[XFS updates] XFS development tree branch, master, updated. v2.6.34-19248-g2bfc96a

xfs@xxxxxxxxxxx · Mon, 30 Aug 2010 13:29:22 -0500

This is an automated email from the git hooks/post-receive script. It was
generated because a ref change was pushed to the repository containing
the project "XFS development tree".

The branch, master has been updated
  b5420f2 xfs: do not discard page cache data on EAGAIN
  3b93c7a xfs: don't do memory allocation under the CIL context lock
  a44f13e xfs: Reduce log force overhead for delayed logging
  1a387d3 xfs: dummy transactions should not dirty VFS state
  2fe3366 xfs: ensure f_ffree returned by statfs() is non-negative
  efceab1 xfs: handle negative wbc->nr_to_write during sync writeback
  4536f2a xfs: fix untrusted inode number lookup
  5b3eed7 xfs: ensure we mark all inodes in a freed cluster XFS_ISTALE
  d17c701 xfs: unlock items before allowing the CIL to commit
  5f248c9 Merge branch 'for-linus' of git://git.kernel.org/pub/scm/linux/kernel/git/viro/vfs-2.6
  b57922d convert remaining ->clear_inode() to ->evict_inode()
  a4ffdde simplify checks for I_CLEAR/I_FREEING
  fa9b227 xfs: new truncate sequence
  155130a get rid of block_write_begin_newtrunc
  eafdc7d sort out blockdev_direct_IO variants
  90e0c22 Merge branch 'for_linus' of git://git.kernel.org/pub/scm/linux/kernel/git/jack/linux-fs-2.6
  ade7ce3 quota: Clean up the namespace in dqblk_xfs.h
      from  6b0a2996a0c023d84bc27ec7528a6e54cb5ea264 (commit)

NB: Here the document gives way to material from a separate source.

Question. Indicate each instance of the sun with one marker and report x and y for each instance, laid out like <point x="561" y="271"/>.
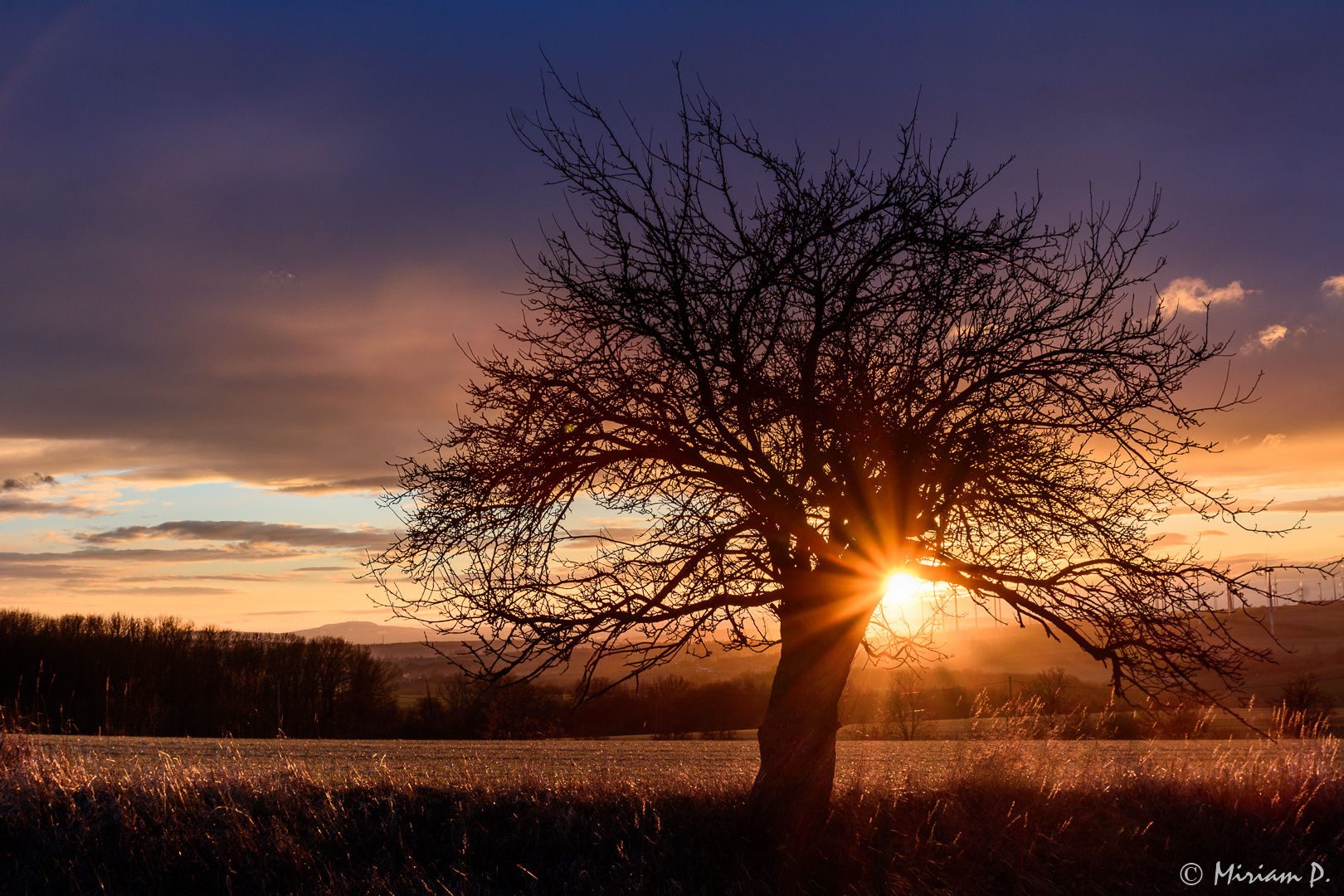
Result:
<point x="902" y="586"/>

Those revisions listed above that are new to this repository have
not appeared on any other notification email; so we list those
revisions in full, below.

- Log -----------------------------------------------------------------
commit b5420f235953448eeae615b3361584dc5e414f34
Author: Christoph Hellwig <hch@xxxxxxxxxxxxx>
Date:   Tue Aug 24 11:47:51 2010 +1000

    xfs: do not discard page cache data on EAGAIN

    If xfs_map_blocks returns EAGAIN because of lock contention we must redirty the
    page and not disard the pagecache content and return an error from writepage.
    We used to do this correctly, but the logic got lost during the recent
    reshuffle of the writepage code.

    Signed-off-by: Christoph Hellwig <hch@xxxxxx>
    Reported-by: Mike Gao <ygao.linux@xxxxxxxxx>
    Tested-by: Mike Gao <ygao.linux@xxxxxxxxx>
    Reviewed-by: Dave Chinner <dchinner@xxxxxxxxxx>
    Signed-off-by: Dave Chinner <dchinner@xxxxxxxxxx>

commit 3b93c7aaefc05ee2a75e2726929b01a321402984
Author: Dave Chinner <dchinner@xxxxxxxxxx>
Date:   Tue Aug 24 11:45:53 2010 +1000

    xfs: don't do memory allocation under the CIL context lock

    Formatting items requires memory allocation when using delayed
    logging. Currently that memory allocation is done while holding the
    CIL context lock in read mode. This means that if memory allocation
    takes some time (e.g. enters reclaim), we cannot push on the CIL
    until the allocation(s) required by formatting complete. This can
    stall CIL pushes for some time, and once a push is stalled so are
    all new transaction commits.

    Fix this splitting the item formatting into two steps. The first
    step which does the allocation and memcpy() into the allocated
    buffer is now done outside the CIL context lock, and only the CIL
    insert is done inside the CIL context lock. This avoids the stall
    issue.

    Signed-off-by: Dave Chinner <dchinner@xxxxxxxxxx>
    Reviewed-by: Christoph Hellwig <hch@xxxxxx>

commit a44f13edf0ebb4e41942d0f16ca80489dcf6659d
Author: Dave Chinner <dchinner@xxxxxxxxxx>
Date:   Tue Aug 24 11:40:03 2010 +1000

    xfs: Reduce log force overhead for delayed logging

    Delayed logging adds some serialisation to the log force process to
    ensure that it does not deference a bad commit context structure
    when determining if a CIL push is necessary or not. It does this by
    grabing the CIL context lock exclusively, then dropping it before
    pushing the CIL if necessary. This causes serialisation of all log
    forces and pushes regardless of whether a force is necessary or not.
    As a result fsync heavy workloads (like dbench) can be significantly
    slower with delayed logging than without.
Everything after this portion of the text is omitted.